I've been quite busy and productive this weekend, though not with anything textile or fiber related. Yesterday the husband was at a martial arts clinic (I didn't go because of the injury which will be getting fixed in my upcoming surgery) so I stayed home and got caught up on some totally modern jewelry making and did laundry. Today though, I canned jam! I haven't made jam since grade school so this was fun and exciting and I feel like a clever and accomplished and terribly thrifty homemaker. Even though since I had to actually buy the fruit, possibly it wasn't all that thrifty in the end.
So far, I've make 3 pints of pickles using cucumbers from the garden, 7 half pint jars of mixed fruit jam from a recipe I cobbled together from a list of things Himself decided he wanted in his jam, 5 pints of plum jam, and a couple of jars of lemon sage mustard. Tomorrow I'm going to do some pint jars of strawberries with the 4 pounds of berries I got on sale at the market. Normally I wouldn't bother canning with berries from the regular grocery store, but they must have got a shipment of really fresh ones or something because these strawberries are really good. I think we will have plenty of jam to last until next year, and a few jars to give away as gifts as well.

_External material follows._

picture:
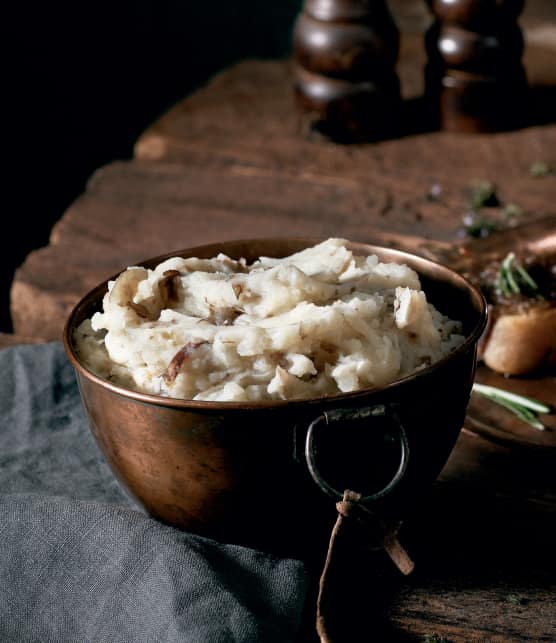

All this canning business has got me thinking about some of the period mustard recipes I've been playing around with. Most of them are better if you age them awhile, so they would benefit from being pasteurized and sealed in a sterile jar. I think I may try fiddling with some of the recipes so I can can a few of them and see how that works out. It's not exactly period, but it's safer than period food storage methods and would be easier to transport to events. Plus I wouldn't need to keep all the little jars and things in my fridge, I could just put them in the pantry.